Import the CTA and set up a SBTi target frame of reference.

In [None]:
#Provides an absolute frame of reference for SBTi targets so that they are considered as cardinal compared to others in the calculation of temperature scores.
def inject_sbti_validation_for_timeframe_scope_data(amended_portfolio, original_portfolio, debug=True):
    """
    Specially designed for the SBTi tool where amended_portfolio contains multiple rows 
    per company (one for each time frame and scope combination).
    """
    if 'sbti_validated' not in original_portfolio.columns:
        print("⚠ No 'sbti_validated' column found in original portfolio")

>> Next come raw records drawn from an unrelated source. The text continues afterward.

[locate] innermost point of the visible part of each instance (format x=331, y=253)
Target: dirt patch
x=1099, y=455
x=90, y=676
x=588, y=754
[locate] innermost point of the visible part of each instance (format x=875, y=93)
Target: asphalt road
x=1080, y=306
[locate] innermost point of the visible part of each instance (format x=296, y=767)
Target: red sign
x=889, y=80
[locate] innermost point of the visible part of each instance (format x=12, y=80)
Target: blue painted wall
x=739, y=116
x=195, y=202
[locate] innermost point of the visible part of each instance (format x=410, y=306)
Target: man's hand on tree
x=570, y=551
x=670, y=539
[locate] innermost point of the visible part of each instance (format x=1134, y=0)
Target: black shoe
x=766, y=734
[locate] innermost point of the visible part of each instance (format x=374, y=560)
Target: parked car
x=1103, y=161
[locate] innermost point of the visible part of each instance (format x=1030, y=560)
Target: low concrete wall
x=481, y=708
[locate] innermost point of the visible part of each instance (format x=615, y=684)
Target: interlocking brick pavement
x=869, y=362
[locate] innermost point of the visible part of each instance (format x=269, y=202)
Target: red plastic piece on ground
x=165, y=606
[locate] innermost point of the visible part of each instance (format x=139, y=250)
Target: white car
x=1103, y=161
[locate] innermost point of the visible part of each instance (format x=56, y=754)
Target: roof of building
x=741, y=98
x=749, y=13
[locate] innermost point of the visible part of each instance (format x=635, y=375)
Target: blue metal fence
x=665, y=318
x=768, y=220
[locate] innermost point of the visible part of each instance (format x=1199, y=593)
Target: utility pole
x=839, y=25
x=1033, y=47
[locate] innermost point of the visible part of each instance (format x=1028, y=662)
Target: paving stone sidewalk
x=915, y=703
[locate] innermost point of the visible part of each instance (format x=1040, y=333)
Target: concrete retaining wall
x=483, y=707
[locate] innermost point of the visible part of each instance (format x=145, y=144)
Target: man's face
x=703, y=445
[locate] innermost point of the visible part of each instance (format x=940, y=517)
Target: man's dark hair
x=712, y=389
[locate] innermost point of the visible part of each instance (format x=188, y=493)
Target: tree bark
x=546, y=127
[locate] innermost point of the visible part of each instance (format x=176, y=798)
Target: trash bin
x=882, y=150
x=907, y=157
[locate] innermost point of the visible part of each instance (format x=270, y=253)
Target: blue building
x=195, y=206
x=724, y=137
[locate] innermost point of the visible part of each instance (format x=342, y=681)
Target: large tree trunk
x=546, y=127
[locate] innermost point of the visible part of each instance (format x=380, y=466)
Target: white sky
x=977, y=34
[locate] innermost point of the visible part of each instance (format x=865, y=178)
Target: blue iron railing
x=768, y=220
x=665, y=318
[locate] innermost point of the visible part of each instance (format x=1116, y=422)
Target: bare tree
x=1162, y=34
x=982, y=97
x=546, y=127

        return amended_portfolio
    
    # Store original values before modification
    original_validated_count = original_portfolio['sbti_validated'].sum()

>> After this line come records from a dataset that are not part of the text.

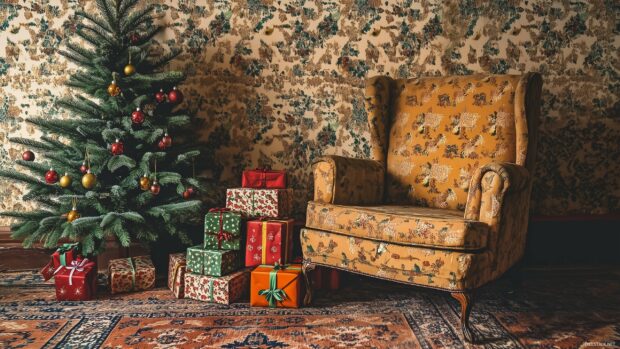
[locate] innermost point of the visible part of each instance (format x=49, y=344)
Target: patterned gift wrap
x=176, y=274
x=212, y=262
x=278, y=286
x=131, y=274
x=269, y=242
x=260, y=202
x=222, y=230
x=263, y=178
x=222, y=290
x=76, y=281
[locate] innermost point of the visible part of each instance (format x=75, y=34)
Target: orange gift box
x=276, y=286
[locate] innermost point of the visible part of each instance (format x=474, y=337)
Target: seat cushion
x=423, y=266
x=406, y=225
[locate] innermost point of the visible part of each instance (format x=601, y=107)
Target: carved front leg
x=466, y=301
x=306, y=267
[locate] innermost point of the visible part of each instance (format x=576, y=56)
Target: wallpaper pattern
x=280, y=83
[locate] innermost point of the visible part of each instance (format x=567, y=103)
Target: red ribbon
x=221, y=235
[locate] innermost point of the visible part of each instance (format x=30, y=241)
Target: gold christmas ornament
x=65, y=181
x=129, y=69
x=89, y=180
x=145, y=182
x=113, y=89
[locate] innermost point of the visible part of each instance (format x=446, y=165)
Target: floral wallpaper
x=280, y=83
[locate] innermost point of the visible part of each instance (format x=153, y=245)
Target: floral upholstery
x=407, y=225
x=444, y=201
x=446, y=269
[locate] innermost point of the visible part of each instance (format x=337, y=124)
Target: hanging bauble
x=160, y=96
x=89, y=180
x=145, y=182
x=65, y=181
x=83, y=168
x=134, y=38
x=129, y=69
x=113, y=89
x=51, y=176
x=175, y=96
x=73, y=214
x=155, y=187
x=117, y=147
x=28, y=156
x=137, y=117
x=167, y=140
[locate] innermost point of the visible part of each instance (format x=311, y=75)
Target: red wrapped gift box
x=77, y=281
x=263, y=178
x=269, y=241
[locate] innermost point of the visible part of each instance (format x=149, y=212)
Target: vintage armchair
x=444, y=201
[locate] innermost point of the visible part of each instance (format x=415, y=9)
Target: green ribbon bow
x=63, y=249
x=274, y=294
x=133, y=274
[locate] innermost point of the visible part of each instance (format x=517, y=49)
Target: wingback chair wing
x=444, y=201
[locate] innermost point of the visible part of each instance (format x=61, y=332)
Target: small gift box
x=222, y=290
x=63, y=256
x=76, y=281
x=176, y=274
x=131, y=274
x=269, y=242
x=222, y=229
x=260, y=202
x=263, y=178
x=276, y=286
x=212, y=262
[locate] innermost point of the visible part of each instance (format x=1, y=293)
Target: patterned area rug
x=552, y=309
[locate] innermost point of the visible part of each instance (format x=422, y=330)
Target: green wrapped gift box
x=222, y=230
x=212, y=262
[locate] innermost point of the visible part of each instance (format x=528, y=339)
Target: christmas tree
x=112, y=169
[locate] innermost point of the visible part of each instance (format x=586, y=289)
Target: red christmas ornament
x=155, y=188
x=83, y=168
x=175, y=96
x=117, y=147
x=51, y=176
x=160, y=96
x=137, y=117
x=28, y=156
x=167, y=140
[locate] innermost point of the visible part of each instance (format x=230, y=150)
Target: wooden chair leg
x=306, y=267
x=466, y=301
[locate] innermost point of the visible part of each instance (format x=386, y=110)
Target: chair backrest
x=440, y=129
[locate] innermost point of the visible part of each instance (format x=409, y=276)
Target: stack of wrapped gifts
x=254, y=220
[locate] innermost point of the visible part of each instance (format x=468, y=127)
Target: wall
x=280, y=82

    original_companies_count = len(original_portfolio)
    
    # Get count of unique companies in amended portfolio
    unique_companies_amended = amended_portfolio['company_id'].nunique()
    
    if debug:
        print(f"Original portfolio: {original_companies_count} companies, {original_validated_count} validated")
        print(f"Amended portfolio: {len(amended_portfolio)} rows, {unique_companies_amended} unique companies")
        
        # Check for duplicated rows by company_id
        if len(amended_portfolio) > unique_companies_amended:
            print(f"Multiple rows per company detected in amended portfolio")
            print(f"Rows per company: {len(amended_portfolio) / unique_companies_amended:.2f}")
            
            # Show distribution of time_frame and scope if they exist
            if 'time_frame' in amended_portfolio.columns:
                print("\nTime frame distribution:")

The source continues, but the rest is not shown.